Never trust an official email that's full of typos

  Beware of Amazon account expiration warnings
Emails that alert recipients their Amazon online accounts are about to be deactivated turn out to be part of a cleverly designed phishing campaign that targets users with the purpose of stealing their credentials.

Emails that alert recipients their Amazon online accounts are about to be deactivated turn out to be part of a cleverly designed phishing campaign that targets users with the purpose of stealing their credentials.

The message provided by Graham Cluley reads:

Dear customer,
Your online account is about to expire and will be deactivated.
Please confirm wether you want to continue using Amazon or not.
If the answer is yes, download and complete the attached form.
If the answer is no, please ignore this e-mail.
Best wishes,
Amazon Team
Note - Do not reply to this e-mail.

The message comes with an HTML attachment that represents a form which requires the user to provide loads of sensitive information that will allow a hacker to steal his account.

Sophos detected the attached file as Troj/Phish-AZ which means that a good antivirus solution can keep you safe in case you might believe the warning to be true.

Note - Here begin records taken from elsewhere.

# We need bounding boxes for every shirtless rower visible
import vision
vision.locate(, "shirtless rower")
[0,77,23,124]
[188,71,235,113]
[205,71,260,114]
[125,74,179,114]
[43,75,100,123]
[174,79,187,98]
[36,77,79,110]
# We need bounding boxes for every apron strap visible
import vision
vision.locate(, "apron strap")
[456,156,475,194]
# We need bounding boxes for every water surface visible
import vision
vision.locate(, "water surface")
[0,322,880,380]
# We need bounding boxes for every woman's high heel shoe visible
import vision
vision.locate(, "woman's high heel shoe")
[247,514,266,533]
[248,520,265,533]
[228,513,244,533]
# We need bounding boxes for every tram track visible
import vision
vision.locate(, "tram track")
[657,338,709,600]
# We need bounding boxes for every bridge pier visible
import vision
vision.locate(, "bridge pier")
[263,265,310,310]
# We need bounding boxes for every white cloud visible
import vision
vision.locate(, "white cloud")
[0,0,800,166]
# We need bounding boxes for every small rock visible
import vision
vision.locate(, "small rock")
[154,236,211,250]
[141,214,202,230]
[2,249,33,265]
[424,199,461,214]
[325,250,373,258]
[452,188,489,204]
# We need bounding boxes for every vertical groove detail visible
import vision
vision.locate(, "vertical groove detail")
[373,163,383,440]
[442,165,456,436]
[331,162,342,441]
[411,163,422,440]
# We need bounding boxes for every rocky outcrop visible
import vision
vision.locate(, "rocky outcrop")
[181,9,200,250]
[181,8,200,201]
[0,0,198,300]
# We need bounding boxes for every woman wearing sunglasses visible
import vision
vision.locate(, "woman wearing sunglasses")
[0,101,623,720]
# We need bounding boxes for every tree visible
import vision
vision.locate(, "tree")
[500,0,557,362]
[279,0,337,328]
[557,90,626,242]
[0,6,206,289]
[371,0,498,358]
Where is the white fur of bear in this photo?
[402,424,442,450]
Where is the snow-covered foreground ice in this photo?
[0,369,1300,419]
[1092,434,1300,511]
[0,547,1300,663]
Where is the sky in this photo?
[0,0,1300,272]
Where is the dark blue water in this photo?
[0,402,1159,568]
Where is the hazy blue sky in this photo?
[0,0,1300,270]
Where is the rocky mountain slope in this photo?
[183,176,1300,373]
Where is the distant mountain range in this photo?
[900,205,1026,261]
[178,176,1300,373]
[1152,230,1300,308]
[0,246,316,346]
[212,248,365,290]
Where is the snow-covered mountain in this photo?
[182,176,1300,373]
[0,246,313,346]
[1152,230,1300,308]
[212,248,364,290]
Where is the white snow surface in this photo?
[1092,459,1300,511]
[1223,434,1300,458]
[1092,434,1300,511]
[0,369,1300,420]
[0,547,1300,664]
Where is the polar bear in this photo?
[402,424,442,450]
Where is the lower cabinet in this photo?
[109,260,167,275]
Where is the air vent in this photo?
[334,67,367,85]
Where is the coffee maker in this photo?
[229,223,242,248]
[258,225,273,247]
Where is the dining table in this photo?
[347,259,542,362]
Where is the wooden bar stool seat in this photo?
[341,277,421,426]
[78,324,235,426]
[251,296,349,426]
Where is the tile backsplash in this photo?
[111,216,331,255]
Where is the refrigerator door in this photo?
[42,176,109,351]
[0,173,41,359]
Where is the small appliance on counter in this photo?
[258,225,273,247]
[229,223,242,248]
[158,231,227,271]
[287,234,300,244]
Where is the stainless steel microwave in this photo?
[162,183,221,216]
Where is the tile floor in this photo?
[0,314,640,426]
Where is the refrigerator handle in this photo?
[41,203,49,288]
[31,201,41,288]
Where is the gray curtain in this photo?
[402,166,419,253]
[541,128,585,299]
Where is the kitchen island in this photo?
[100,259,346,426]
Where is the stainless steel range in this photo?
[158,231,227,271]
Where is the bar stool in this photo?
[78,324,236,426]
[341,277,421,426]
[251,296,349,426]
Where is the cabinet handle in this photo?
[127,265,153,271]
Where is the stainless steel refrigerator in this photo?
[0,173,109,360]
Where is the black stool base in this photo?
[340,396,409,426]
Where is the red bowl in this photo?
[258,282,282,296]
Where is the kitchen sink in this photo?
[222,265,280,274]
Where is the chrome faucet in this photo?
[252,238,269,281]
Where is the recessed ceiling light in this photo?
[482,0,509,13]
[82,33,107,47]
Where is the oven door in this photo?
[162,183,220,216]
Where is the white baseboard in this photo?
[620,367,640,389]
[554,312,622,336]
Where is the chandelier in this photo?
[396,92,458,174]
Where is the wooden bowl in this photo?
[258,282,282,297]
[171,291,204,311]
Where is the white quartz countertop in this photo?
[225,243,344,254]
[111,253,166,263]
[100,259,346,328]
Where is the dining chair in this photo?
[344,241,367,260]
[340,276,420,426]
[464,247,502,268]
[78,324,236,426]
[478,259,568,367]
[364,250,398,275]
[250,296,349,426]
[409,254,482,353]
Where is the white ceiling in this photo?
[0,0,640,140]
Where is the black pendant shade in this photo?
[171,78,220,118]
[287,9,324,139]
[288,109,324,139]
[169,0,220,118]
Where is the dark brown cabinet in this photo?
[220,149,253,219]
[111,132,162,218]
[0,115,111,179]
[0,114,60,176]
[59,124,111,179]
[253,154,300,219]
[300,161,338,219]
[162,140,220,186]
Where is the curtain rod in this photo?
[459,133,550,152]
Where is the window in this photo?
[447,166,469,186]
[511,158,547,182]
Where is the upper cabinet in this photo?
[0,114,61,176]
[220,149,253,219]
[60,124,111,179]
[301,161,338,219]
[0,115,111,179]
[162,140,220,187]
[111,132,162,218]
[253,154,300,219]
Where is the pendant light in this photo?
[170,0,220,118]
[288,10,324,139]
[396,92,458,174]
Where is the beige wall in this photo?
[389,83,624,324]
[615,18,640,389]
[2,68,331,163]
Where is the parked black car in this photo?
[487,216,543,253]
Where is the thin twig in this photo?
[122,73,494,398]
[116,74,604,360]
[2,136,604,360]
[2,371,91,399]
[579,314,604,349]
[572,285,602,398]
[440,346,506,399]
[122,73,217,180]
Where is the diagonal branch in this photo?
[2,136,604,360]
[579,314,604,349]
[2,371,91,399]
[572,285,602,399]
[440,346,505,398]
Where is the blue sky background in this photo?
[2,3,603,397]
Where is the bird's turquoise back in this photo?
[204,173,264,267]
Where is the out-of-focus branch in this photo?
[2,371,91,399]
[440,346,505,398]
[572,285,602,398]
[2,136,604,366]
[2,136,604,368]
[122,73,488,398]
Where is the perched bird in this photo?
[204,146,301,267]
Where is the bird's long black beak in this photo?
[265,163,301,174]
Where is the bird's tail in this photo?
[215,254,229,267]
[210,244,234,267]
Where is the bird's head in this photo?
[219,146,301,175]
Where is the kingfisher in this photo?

I will take this opportunity to remind you how to avoid phishing campaigns and how to identify malicious emails.

First of all, legitimate emails rarely come with attachments, especially if they consist of .zip or HTML files. Unfortunately, cybercrooks devised ways of hiding their malicious files even in PDF or Windows Help files, so treat everything with suspicion.

Even if the sender’s email address can be easily spoofed to resemble a legitimate address, website URLs are much harder to fake. If the message contains a link that should point to Amazon, PayPal or any other similar site, be careful to check the precise name. Amazon.com is not the same as Amason.com

Finally, check for spelling errors. In the above example you’ll notice that the cybercriminals misspelled the word “whether”, a typo that would most certainly not appear in a legitimate email coming from a company.